Sicherster Messenger für Berufliches und Privates

Vor drei Jahren hatte ich, wie viele andere, mehrere Messenger-Apps auf meinem Handy installiert: WhatsAppTelegram und Signal. Die ersten beiden erzeugten bei mir jedoch immer ein ungutes Gefühl, da sie in Sachen Datenschutz zu wünschen übrig liessen. Ich kenne die Mentalität gut, zu sagen:

Was sollen die schon mit meinen Daten anfangen? Da ist ja nichts Interessantes dabei.

Doch wenn man sich einmal mit der Materie beschäftigt, den Kauf von WhatsApp durch Facebook verfolgt hat und die Datenschutzerklärung gelesen hat, können Zweifel auftauchen.


Bedenken hinsichtlich der Privatssphäre bei anderen Messengern

Bei WhatsApp ist es zum Beispiel so: Die direkte Kommunikation ist Ende-zu-Ende verschlüsselt, zumindest wenn man dies so einstellt. Das bedeutet, Sender und Empfänger verfügen über einen Schlüssel, den WhatsApp nicht hat, und somit kann der private Schriftverkehr nicht gelesen werden. Gesammelt werden jedoch Metadaten, wie die Nutzungsdauer, der Standort, Kontakte, IP-Adressen und welche Aktionen während der Nutzungsdauer durchgeführt werden.

Besonders störte mich, dass ich meine Kontakte ohne deren Einverständnis mit WhatsApp teilen sollte. Es gab jedoch viele wichtige Gruppen, aus denen ich nicht austreten wollte. Während meiner Schwangerschaft mit meinem Sohn änderte sich dann mein Fokus, und ich entschied mich für Signal als meine einzige Messenger-App.

Diese Entscheidung habe ich nicht bereut, schon allein deshalb, weil ich jetzt nur noch diesen einen Kommunikationsweg nutze und dadurch deutlich weniger Zeit am Handy verbringe.

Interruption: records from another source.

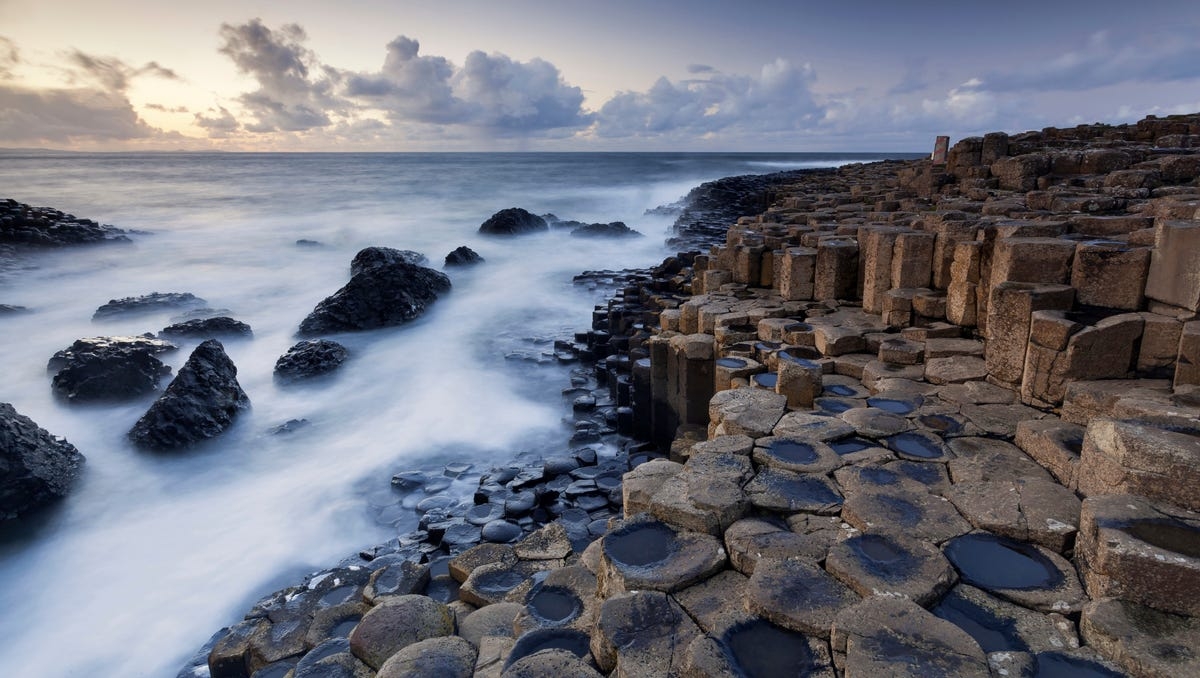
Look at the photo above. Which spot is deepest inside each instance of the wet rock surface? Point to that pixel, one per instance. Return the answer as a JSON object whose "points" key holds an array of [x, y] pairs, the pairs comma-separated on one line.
{"points": [[384, 289], [37, 467], [45, 227], [202, 402], [310, 358], [952, 352], [109, 369]]}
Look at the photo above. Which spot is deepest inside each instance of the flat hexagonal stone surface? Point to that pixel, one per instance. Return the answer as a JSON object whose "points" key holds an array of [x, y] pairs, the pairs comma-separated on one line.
{"points": [[397, 623], [874, 423], [804, 426], [755, 647], [919, 515], [753, 539], [651, 555], [1143, 640], [797, 595], [787, 492], [642, 633], [1033, 510], [892, 564], [1025, 574], [1134, 550], [897, 637], [999, 625], [445, 658]]}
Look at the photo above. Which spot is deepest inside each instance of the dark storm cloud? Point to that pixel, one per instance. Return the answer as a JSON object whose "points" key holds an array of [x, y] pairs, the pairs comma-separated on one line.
{"points": [[779, 99], [1163, 58], [294, 91]]}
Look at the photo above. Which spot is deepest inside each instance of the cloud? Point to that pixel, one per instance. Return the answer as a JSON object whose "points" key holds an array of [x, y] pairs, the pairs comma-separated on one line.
{"points": [[112, 73], [779, 99], [489, 91], [294, 91], [1164, 58], [9, 57], [67, 115]]}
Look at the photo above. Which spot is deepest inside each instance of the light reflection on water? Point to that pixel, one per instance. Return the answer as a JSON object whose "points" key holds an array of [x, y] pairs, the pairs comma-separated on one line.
{"points": [[153, 553]]}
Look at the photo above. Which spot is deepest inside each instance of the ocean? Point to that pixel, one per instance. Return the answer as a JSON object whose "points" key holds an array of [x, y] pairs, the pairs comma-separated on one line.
{"points": [[153, 553]]}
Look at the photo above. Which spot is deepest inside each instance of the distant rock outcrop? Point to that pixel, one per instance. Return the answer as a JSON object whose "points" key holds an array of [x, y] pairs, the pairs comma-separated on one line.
{"points": [[35, 466], [389, 292], [463, 257], [45, 227], [202, 402], [513, 221]]}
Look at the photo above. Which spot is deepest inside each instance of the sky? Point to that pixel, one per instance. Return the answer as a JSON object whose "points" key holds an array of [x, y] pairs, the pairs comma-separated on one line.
{"points": [[573, 76]]}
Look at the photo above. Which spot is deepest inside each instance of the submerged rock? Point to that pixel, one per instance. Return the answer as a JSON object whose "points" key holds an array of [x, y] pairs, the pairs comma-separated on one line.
{"points": [[378, 295], [97, 369], [310, 358], [37, 467], [372, 257], [199, 403], [208, 328], [463, 257], [513, 221], [147, 304]]}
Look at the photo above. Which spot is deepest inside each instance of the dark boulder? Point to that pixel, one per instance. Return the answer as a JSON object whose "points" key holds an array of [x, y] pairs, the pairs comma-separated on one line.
{"points": [[35, 466], [377, 297], [615, 229], [513, 221], [310, 358], [45, 227], [463, 257], [147, 304], [100, 369], [208, 328], [199, 403], [372, 257]]}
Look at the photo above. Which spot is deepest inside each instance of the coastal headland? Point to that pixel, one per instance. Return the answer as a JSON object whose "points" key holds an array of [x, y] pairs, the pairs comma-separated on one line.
{"points": [[895, 419]]}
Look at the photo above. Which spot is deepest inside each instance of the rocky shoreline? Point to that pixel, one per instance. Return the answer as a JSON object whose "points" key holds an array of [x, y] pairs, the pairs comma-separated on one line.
{"points": [[899, 418]]}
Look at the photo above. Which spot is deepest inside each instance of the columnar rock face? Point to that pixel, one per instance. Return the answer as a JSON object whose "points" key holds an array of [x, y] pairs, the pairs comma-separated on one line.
{"points": [[35, 466], [202, 401]]}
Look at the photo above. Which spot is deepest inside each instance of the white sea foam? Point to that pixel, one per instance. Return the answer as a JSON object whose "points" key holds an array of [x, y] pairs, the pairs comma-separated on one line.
{"points": [[151, 553]]}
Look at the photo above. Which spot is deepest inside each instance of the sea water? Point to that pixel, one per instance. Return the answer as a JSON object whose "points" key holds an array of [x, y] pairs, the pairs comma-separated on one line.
{"points": [[154, 552]]}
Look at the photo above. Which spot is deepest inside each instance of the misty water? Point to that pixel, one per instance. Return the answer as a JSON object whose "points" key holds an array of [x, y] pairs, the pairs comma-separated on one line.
{"points": [[153, 553]]}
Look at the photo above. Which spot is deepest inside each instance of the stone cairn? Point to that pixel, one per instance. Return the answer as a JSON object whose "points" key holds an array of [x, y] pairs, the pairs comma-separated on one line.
{"points": [[916, 419]]}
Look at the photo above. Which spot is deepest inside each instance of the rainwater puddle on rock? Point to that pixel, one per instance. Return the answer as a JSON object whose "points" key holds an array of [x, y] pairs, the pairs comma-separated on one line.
{"points": [[793, 451], [499, 581], [1170, 535], [993, 633], [761, 649], [550, 639], [766, 379], [1054, 665], [941, 423], [555, 605], [640, 544], [892, 405], [991, 563], [915, 445], [851, 445]]}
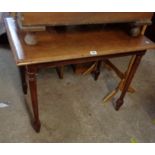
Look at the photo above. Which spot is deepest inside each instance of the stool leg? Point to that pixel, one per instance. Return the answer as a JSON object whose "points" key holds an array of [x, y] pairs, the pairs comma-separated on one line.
{"points": [[31, 72], [22, 70], [128, 79], [98, 68]]}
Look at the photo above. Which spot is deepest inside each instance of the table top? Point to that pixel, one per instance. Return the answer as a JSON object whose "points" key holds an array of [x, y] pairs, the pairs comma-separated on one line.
{"points": [[60, 46]]}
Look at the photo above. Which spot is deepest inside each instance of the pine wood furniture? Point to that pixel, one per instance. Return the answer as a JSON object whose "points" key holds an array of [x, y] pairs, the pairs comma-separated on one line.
{"points": [[73, 47]]}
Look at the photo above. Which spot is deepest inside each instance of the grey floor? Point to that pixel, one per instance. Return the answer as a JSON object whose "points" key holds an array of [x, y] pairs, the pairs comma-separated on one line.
{"points": [[72, 110]]}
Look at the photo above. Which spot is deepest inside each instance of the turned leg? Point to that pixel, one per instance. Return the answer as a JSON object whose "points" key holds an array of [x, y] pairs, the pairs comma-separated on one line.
{"points": [[60, 72], [22, 70], [31, 72], [128, 79], [97, 71]]}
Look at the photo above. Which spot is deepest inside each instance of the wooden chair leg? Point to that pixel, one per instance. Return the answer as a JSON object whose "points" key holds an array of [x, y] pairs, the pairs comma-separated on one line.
{"points": [[129, 76], [60, 72], [22, 70], [31, 73]]}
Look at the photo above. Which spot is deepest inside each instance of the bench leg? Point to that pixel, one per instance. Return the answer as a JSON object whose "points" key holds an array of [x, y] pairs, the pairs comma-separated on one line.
{"points": [[31, 73], [128, 79]]}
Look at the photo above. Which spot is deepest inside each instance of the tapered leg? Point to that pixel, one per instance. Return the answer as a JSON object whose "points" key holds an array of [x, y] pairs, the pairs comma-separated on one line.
{"points": [[31, 72], [60, 72], [23, 78], [97, 71], [128, 79]]}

Warum ich mit für Signal als Messenger entschieden habe

Auf der Sicherheitsebene hebt sich Signal von anderen Messengern ab, da es Open Source ist, und man somit mit dem richtigen Fachwissen genau verfolgen kann, was mit seinen Daten passiert. Ausserdem wird Signal von einer Stiftung entwickelt, die von Spenden lebt. Dadurch ist die App tatsächlich 'kostenlos', und es besteht nicht die Gefahr, wie bei anderen Messengern, dass man mit seinen Daten bezahlt.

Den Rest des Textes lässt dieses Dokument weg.